Galoeh menurut dan duduk di kursi sementara Weda duduk di tepian ranjang. Entah kenapa hati Galoeh rasanya menghangat. Gara-gara Weda menjemputnya, hati Galoeh bergetar. Ia seperti melihat bayang-bayang Galih dalam diri Weda yang membuatnya nyaman.

“Loeh, ada yang mau aku bicarakan.” Weda mulai membuka suara saat Galoeh hendak menyuapkan nasi goreng yang masih menguarkan uap. 

Saat nasi goreng itu menyapa lidahnya seketika buncahan kebahagiaan yang lama tak ia cecap menyusup di kalbu. Kesendiriannya menjalani hidup tak ia rasakan karena ada seseorang yang memberinya makan ketika ia lapar.

“Enak?”

Gadis itu hanya mengangguk, lalu menunduk untuk menyembunyikan mata yang memerah. Susah payah ia mengunyah makanannya untuk meredam isakan yang ingin terlontar.

Selanjutnya Weda memberi waktu Galoeh mengisi perut, hingga akhirnya ia kembali membuka suara. “Loeh …”

Galoeh mendongak, siap mendengarkan lelaki yang usianya tujuh tahun lebih tua darinya.

“Kamu jangan kaget kalau Ibu ndak akan pernah puas menuntut.”

Galoeh mendengarkan sambil meletakkan gelas yang airnya sudah berhasil menyegarkan dahaganya usai makan.

“Seperti yang sudah aku duga, Ibu secara sepihak memindah kamarmu, trus Ibu juga ingin kita pemberkatan. Kamu tahu artinya?”

Tubuh Galoeh menegang. “Sekali pemberkatan kita ndak pernah bisa … cerai?”

“Kurang lebih seperti itu. Kita sudah mendaftarkan pernikahan, dan terpaksa menjalani kehidupan ini. Walau status ini hanya tameng untuk melindungimu dan keluarga ini, tapi tetap saja pernikahan ini sah. Kalau misal ada pastor di Purbayan, pasti kita langsung diseret ke gereja untuk diberkati.” Weda mengembuskan napas kasar. “Bila benar terjadi, itu artinya kamu benar-benar sudah sah secara agama dan hukum yang berlaku sebagai istriku. Kamu … bagaimana?”

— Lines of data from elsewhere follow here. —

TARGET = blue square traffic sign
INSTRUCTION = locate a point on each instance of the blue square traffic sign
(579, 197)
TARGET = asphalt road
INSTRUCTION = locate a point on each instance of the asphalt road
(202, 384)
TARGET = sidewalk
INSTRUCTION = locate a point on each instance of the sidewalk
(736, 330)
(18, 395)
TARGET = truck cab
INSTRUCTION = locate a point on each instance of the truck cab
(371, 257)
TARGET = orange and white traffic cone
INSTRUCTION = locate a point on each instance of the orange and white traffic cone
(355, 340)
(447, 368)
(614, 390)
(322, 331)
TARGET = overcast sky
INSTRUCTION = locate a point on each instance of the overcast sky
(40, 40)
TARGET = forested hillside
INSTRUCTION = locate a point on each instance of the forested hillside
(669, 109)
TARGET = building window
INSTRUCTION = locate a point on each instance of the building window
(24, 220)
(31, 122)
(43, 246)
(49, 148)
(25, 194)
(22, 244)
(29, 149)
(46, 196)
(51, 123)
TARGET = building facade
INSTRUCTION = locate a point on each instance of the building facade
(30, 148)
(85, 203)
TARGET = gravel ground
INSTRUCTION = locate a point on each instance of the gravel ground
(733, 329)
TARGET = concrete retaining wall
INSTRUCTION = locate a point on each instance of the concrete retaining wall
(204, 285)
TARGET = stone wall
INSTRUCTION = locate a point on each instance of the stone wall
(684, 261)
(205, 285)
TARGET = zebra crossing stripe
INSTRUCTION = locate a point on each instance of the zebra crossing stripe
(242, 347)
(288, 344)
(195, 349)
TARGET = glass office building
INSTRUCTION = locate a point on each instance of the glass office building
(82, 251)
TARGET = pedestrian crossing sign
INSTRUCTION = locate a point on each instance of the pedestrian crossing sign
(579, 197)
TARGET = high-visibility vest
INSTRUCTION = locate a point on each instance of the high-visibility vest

Galoeh meremas pinggiran piring dengan tatapan nanar. 

“Mas ndak usah mikir saya,” kata Galoeh tenang sambil menatap Weda. Sepertinya ia patut menjadi artis karena sangat ahli berpura-pura tegar walau batinnya penuh sesak oleh kesedihan, kekecewaan, dan kecemasan. “Bagi saya, pernikahan kita cuma di atas kertas saja. Ndak usah terlalu dipikirkan. Mas jalani hidup Mas seperti biasa saja.” 

“Awalnya, aku pikir seperti itu. Lalu bagaimana dengan kamu?” Weda membalas tatapan Galoeh. 

“Sekali lagi saya katakan, Mas ndak usah pikirkan saya.”

“Bagaimana ndak mikir? Kamu tahu, sepertinya Kempetai begitu tertarik denganmu. Dari pagi, kita terus dibuntuti. Setidaknya siang tadi, orang Kempetai sudah menghilang.”

Bukan menghilang. Lebih tepatnya melapor pada atasannya dan kepala intelnya sendiri yang menyaksikan betapa mengenaskannya nasib putri pemberontak. 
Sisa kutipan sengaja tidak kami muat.